Dedicated bus lanes minimize delays associated with auto traffic, particularly during rush hours. These lanes offer speed, safety, improved reliability, and improved on-time performance for transit vehicles. Planning and design for dedicated lanes is being done as a partnership between MDOT MTA and the Baltimore City Department of Transportation.
Detailed maps for dedicated bus lanes can be found in the BaltimoreLink document library.
In February 2019, MDOT MTA released a Before and After study on the effectiveness of these dedicated bus lanes. Improvements in travel times were found for 79% of the bus lanes during peak periods. Travel time savings ranged from 4.7% on Baltimore Street, to 31.7% on Hillen Street/Guilford Avenue, with an average benefit of 9.3% per corridor. In addition, the data indicates that the bus lanes have also improved safety by reducing the number of bus-involved crashes by nearly 12%. These dedicated bus lanes have not had a noticeable effect on general traffic flow with additional travel time taking less than a minute.
The full Before and After study for February 2019 can be found here.
Transit Signal Priority
Transit Signal Priority (TSP) has been implemented at key intersections along York Road and Loch Raven Boulevard. TSP reduces wait time at traffic signals for transit vehicles by holding green lights longer or shortening red lights to expedite travel through intersections. This technology will aid in reducing travel times and improves the overall reliability of the entire bus system.
Additionally, audible and visual safety alerts have been installed at downtown intersections along Howard Street to alert patrons when a train is approaching.
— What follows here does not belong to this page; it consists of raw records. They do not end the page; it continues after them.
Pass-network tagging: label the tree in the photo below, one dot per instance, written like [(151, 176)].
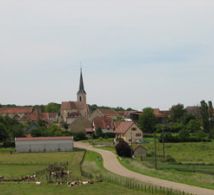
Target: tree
[(193, 125), (148, 120), (123, 149), (177, 113)]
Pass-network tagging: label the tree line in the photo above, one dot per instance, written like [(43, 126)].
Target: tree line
[(181, 125)]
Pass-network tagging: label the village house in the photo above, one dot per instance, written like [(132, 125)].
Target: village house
[(129, 131), (105, 123), (28, 114), (104, 112), (72, 110), (44, 144)]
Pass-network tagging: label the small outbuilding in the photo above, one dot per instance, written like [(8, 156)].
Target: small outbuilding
[(140, 151), (44, 144)]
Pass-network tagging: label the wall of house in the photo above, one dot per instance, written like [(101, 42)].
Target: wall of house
[(44, 146), (134, 134)]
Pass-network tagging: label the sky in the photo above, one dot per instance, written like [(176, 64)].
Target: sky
[(134, 53)]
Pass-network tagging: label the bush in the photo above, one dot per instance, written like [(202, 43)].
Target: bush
[(79, 136), (123, 149), (8, 144), (184, 136)]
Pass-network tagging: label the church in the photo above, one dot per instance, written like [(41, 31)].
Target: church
[(72, 110)]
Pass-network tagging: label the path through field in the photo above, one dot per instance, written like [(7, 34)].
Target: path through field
[(112, 164)]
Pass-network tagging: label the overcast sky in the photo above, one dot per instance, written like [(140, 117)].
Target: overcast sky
[(134, 53)]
MDOT MTA is improving the transfer experience for riders across the system by adding amenities such as Real-Time Information Signs, new bus shelters, improved lighting, more informative bus stop signs, improvements to pedestrian safety, on-street ticket vending machines, bike racks, improved safety, and much more.
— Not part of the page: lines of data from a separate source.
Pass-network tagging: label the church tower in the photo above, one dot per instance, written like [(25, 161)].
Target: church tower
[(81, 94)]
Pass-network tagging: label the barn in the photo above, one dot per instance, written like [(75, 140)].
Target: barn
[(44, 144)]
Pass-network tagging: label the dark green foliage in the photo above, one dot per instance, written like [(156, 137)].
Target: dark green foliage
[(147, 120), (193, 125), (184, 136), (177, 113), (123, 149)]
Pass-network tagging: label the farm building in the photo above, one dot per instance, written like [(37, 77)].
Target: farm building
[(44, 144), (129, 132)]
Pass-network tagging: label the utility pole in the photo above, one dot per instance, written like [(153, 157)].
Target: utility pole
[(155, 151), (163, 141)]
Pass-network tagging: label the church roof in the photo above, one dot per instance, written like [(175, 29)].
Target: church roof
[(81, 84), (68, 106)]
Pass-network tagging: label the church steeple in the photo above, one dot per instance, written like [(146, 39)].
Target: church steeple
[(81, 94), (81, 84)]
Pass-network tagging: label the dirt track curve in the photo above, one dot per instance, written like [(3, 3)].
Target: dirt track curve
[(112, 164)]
While improvements vary depending on location, the West Baltimore transfer facility is an example where all of these elements are at one place. The West Baltimore transfer facility includes amenities such as shelters, real-time information signs, ticket vending machines, bike racks, CCTV cameras and blue-light phones, carshare access, improved pedestrian crossings, improved lighting, and a custom art installation. Providing access to much of the region while making the transfer experience as safe and convenient as possible, the West Baltimore transfer facility is a great addition to the system.
Signs, Maps, and Wraps
In an effort to create a better rider experience by providing information you can use, MDOT MTA installed new bus stop signs and distributed new maps. The goal of new signage is to communicate better information, such as route destinations and frequency, in a clear, easy-to-use fashion at all MDOT MTA bus stops. Bus vehicles have been wrapped in BaltimoreLink colors that are consistent with our bus stop signs and maps, and all of these elements create a unified and easily-identifiable transit system.
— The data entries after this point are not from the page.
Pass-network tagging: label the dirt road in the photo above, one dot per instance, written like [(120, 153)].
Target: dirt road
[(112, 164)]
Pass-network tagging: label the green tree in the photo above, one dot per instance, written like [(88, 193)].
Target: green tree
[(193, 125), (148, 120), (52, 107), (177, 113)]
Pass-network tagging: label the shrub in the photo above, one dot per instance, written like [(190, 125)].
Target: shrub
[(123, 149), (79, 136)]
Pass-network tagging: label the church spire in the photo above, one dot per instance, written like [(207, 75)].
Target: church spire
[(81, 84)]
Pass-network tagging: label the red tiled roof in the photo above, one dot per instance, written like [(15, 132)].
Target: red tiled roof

On-Demand and Last Mile Connections
MDOT MTA is introducing new, on-demand, and shared use mobility choices to encourage transit use, facilitate first and last mile connections, reduce transportation costs, and improve overall efficiency of Maryland's collective transportation system. Strengthening partnerships with local authorities and leveraging private-sector innovations means more and better options for people to complete their daily trips safely, reliably, and efficiently.
Car sharing provides affordable, on-demand access to cars. MTA will be adding car sharing to MARC Train, Light RailLink, and Metro SubwayLink parking facilities, allowing transit riders to make the first or last mile (or several miles) of their trip without needing to own a personal vehicle.
MTA is supporting better connections between local transit operators and the BaltimoreLink network. Increased funding for the Charm City Circulator will support improved connections to the new CityLink routes. Additional funding and collaboration with the Regional Transit Authority (RTA) will result in the development and implementation of a Fort Meade Shuttle, providing better connections between MARC Train stations and a major employment center.